For more than 100 million years these gentle creatures have roamed the oceans and nested at the edge of the sea.
Named for the pale green color of its heart-shaped carapace (upper shell), the olive ridley sea turtle inhabits tropical and temperate waters of the Pacific, Indian, and Atlantic Oceans.
Olive ridley turtles are best known for their spectacular synchronized mass nestings called arribadas, where females travel thousands of miles to return to the beach where they were born and lay their eggs.
Seeing hundreds of thousands of sea turtles nesting at one time is truly an exhilarating experience.
Exhausted from their oceanic travels, the females lug their 100-pound bodies out of the sea and across the sand, and then arduously dig a conical nest with their hind flippers.
At long last, they drop 80 to 100 ping-pong-sized eggs.
WILDCOAST is helping protect the most important beach on the planet for olive ridley sea turtles.
Along the 9.3 mile stretch of Morro Ayuta beach in Oaxaca, Mexico, more than 2.4 million sea turtles laid eggs during the 2018-2020 arribada seasons, and 17.8 million hatchlings were born.
This is exciting news for scientists and wildlife conservationists, especially since the olive ridley was on the verge of extinction back in the 1980s. Thankfully the Mexican government banned the killing, trading, and consumption of sea turtles in 1990, and WILDCOAST launched a wildly successful “Don’t eat sea turtle eggs” campaign in Mexico in 2005.
And while the olive ridley has been repopulating and moving toward recovery since then, other challenges still pose threats to this species like coastline development, poaching, and climate change.
To address these threats, WILDCOAST is working with the Mexican Turtle Center, Mexico’s National Commission of Natural Protected Areas (CONANP), and local communities to directly protect and monitor this critical sea turtle habitat along Morro Ayuta.
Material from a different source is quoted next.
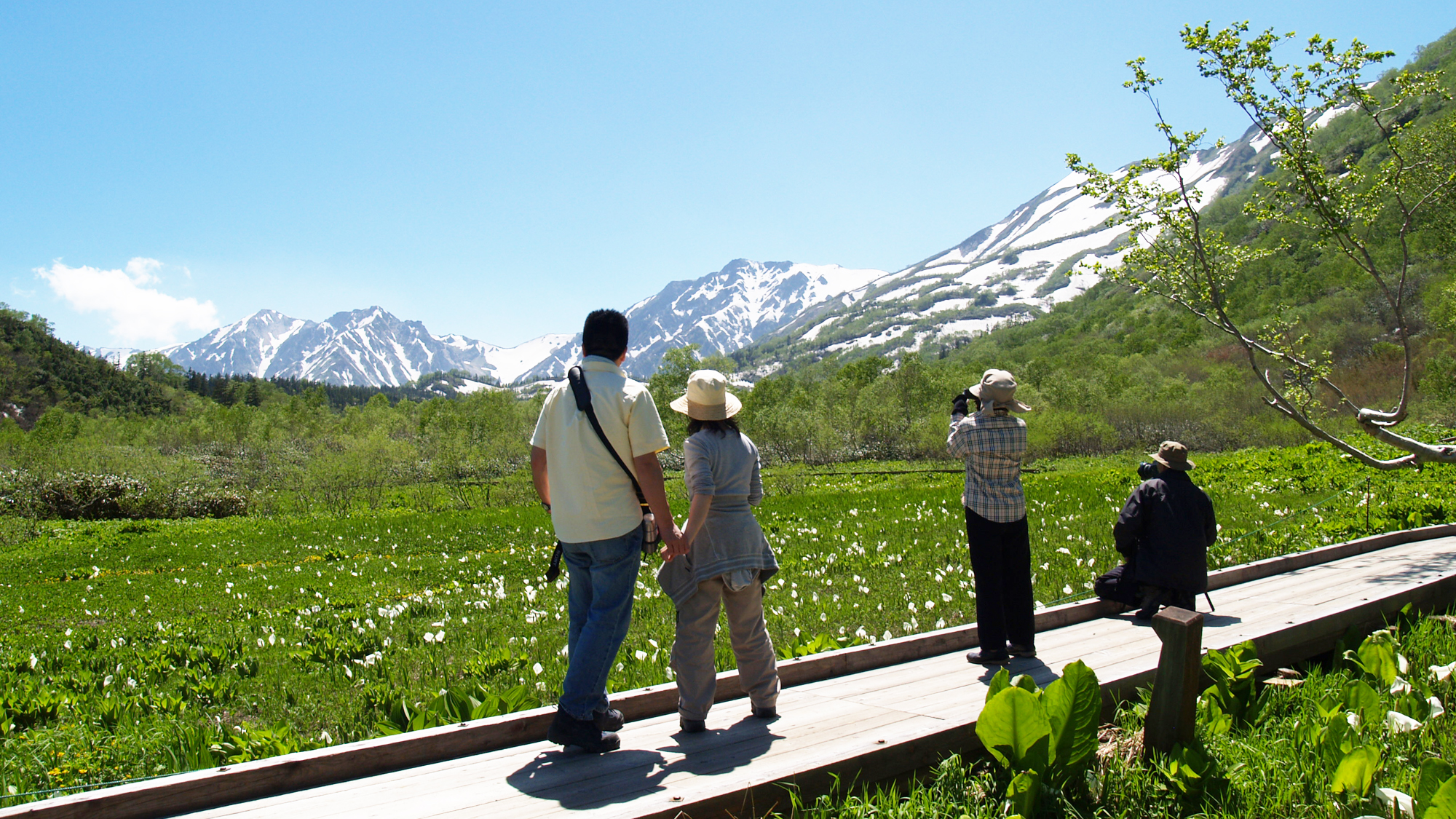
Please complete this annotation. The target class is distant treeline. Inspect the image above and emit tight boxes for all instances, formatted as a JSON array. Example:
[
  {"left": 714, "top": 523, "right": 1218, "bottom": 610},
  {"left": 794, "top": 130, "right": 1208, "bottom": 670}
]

In 2018, WILDCOAST and CONANP protected the 9.3 mile beach and nearby Barra de la Cruz, a leatherback nesting beach, through federal zone conservation concessions. Together with the Mexican Turtle Center, we monitor the beach—counting nesting turtles and eggs, hiding eggs from poachers, and measuring sand temperature.
To educate the local communities, WILDCOAST’s team produced the first Sea Turtle Conservation Guide for the Oaxaca coastline, and we have distributed educational materials on sea turtle conservation in the region’s indigenous language that has reached hundreds of local school children.
We are also combating a plague of beetles that eat the buried sea turtle eggs in the nests, in order to increase hatchling survival rates.
And training local communities to respond to disasters like oil spills that gravely impact wildlife like these vulnerable hatchlings.
And while it’s still a mystery as to exactly what drives these primordial creatures back to the place of their birthright to lay their eggs, it’s truly one of nature’s most cinematic scenes.